Although 150,000 people every year, put the wrong fuel into their vehicles in the UK alone, the wrong fuel emergency industry is still one that very few people have a good level of knowledge about. In fact, unless you’ve been personally affected or know someone who has, very few people even know that a mobile fuel drain exists. Unfortunately, this means that those affected are often misled by others who claim to have a little knowledge or they may read something about what to do if you’ve put in the wrong fuel, on the internet. Our engineers are often dealing with customers who have taken bad advice from someone who appears to have a little knowledge of the situation and sometimes from those in the auto industry who should know better. At this time of year, there is one piece of bad advice that seems to do the rounds more than usual and that is as follows:
“Diesel can turn a little sludgy in really cold weather, so if you’re having trouble starting your diesel vehicle or it’s running rough, add some petrol to it to loosen it up a bit”
If you’re contemplating doing this with your diesel vehicle, Stop right there! This is actually terrible advice even though it might sound logical to some. It makes more sense to keep your diesel vehicle fuel tank topped up as full as you can or to try and park it in a garage or a sheltered location. Once the vehicle has warmed up, it should run fine so try allowing yourself some time to do that. Let the vehicle engine run for a short while before you go anywhere.
Why shouldn’t you add a little petrol to diesel fuel?

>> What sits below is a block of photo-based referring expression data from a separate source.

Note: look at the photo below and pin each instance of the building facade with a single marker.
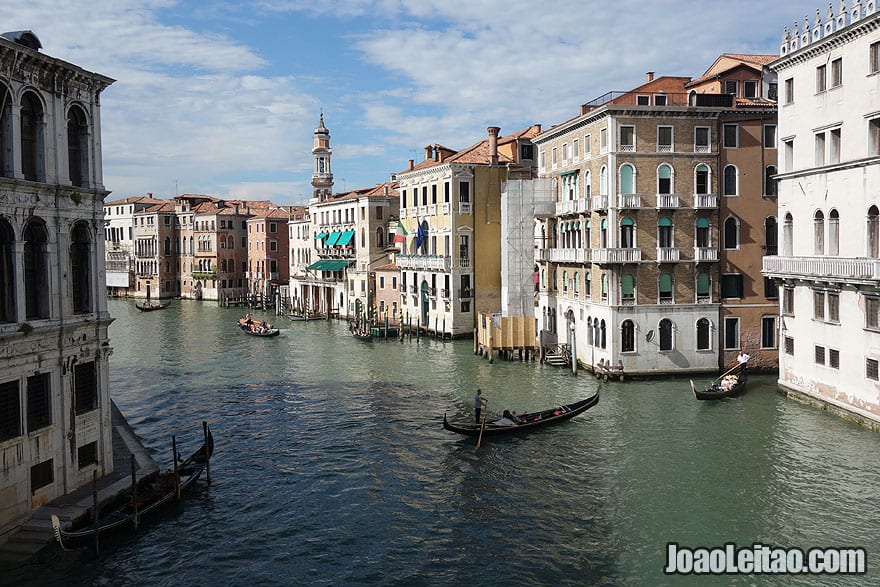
(827, 269)
(55, 428)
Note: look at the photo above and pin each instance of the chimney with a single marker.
(493, 144)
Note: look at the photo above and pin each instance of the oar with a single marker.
(482, 425)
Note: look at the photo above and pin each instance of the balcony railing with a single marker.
(667, 201)
(705, 254)
(705, 200)
(607, 256)
(667, 254)
(856, 269)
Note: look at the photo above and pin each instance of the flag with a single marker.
(400, 233)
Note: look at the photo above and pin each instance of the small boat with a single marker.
(730, 384)
(149, 307)
(254, 328)
(525, 421)
(152, 493)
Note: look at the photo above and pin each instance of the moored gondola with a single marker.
(525, 421)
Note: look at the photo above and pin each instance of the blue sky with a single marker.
(222, 97)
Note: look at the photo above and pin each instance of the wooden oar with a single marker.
(482, 425)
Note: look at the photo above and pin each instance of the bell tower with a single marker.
(322, 177)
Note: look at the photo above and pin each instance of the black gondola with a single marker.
(525, 421)
(730, 384)
(153, 492)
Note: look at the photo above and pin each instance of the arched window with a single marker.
(36, 270)
(664, 232)
(704, 342)
(787, 235)
(731, 233)
(666, 338)
(730, 180)
(31, 137)
(664, 283)
(7, 272)
(627, 336)
(627, 233)
(873, 232)
(80, 268)
(77, 146)
(664, 179)
(833, 233)
(703, 235)
(701, 179)
(770, 181)
(627, 179)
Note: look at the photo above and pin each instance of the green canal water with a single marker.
(332, 467)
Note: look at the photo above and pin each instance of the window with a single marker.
(731, 136)
(702, 136)
(731, 332)
(871, 369)
(731, 233)
(769, 136)
(664, 139)
(666, 335)
(837, 72)
(85, 388)
(732, 285)
(768, 332)
(10, 411)
(39, 402)
(42, 475)
(628, 337)
(704, 342)
(87, 455)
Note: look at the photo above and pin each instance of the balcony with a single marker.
(668, 254)
(705, 254)
(667, 201)
(424, 262)
(629, 201)
(855, 270)
(706, 201)
(579, 206)
(570, 255)
(610, 256)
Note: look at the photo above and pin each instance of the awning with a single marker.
(331, 240)
(344, 238)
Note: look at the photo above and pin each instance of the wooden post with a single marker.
(207, 456)
(134, 504)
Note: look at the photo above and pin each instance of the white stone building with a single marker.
(55, 428)
(829, 207)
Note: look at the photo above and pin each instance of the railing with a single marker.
(840, 268)
(668, 254)
(629, 200)
(705, 254)
(667, 201)
(705, 200)
(606, 256)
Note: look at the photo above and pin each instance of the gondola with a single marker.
(526, 421)
(150, 307)
(153, 492)
(246, 328)
(730, 384)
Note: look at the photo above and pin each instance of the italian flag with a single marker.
(400, 233)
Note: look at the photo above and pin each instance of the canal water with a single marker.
(332, 467)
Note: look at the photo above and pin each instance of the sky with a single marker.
(222, 97)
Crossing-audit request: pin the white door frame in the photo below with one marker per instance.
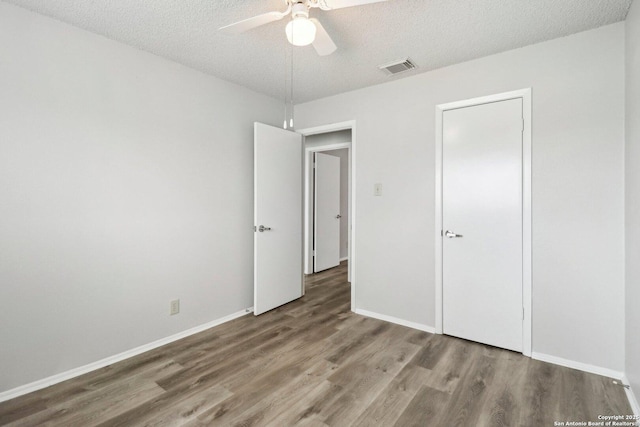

As we have covered several times in similar articles, petrol is a solvent and does not have the lubricating properties of diesel. Petrol vehicle and diesel vehicle engines have very different fuel systems which work in very different ways. The diesel vehicle fuel system relies upon the lubrication of the diesel passing through it to ensure that there is no friction where metal parts come into contact which each other. If you add petrol to the diesel fuel then this will indeed “loosen it up a bit”, unfortunately this means that the lubrication of the diesel vehicle fuel system is compromised and you start to get a friction build up between metal parts which can cause damage to them. This may result in the requirement to change fuel system parts such as filters and pumps, but there is also another far more serious consequence. The friction between moving metal parts can result in tiny metal particles, called swarf, getting into the diesel fuel as it passes through the fuel system as the metal parts begin to disintegrate. If this swarf makes it as far as the fuel injectors, then you may be in serious trouble. Blocked injectors are very difficult to remedy and if the injector is damaged then it will need to be replaced. Very often, this is an extremely expensive job, especially if you drive a premium vehicle such as a BMW or Mercedes. Even a regular family saloon would be an expensive fix.
One of our engineers recently came across a situation where the customer’s vehicle was running badly and they were requesting advice. He turned up at the customer’s home to take a look at the vehicle and learned that the vehicle had been running with a little petrol in it’s diesel tank for a while because the customer had been advised by a friends that this makes them run better! In this case the diesel injectors were damaged and one was completely blocked and beyond salvage. The vehicle was a BMW X5. The repair bill was frightening!
Always consult a wrong fuel expert before following any dubious advice that you see on the internet. Even if it comes from a trusted friend, our experts have many years of experience in this field and will usually have better advice for you.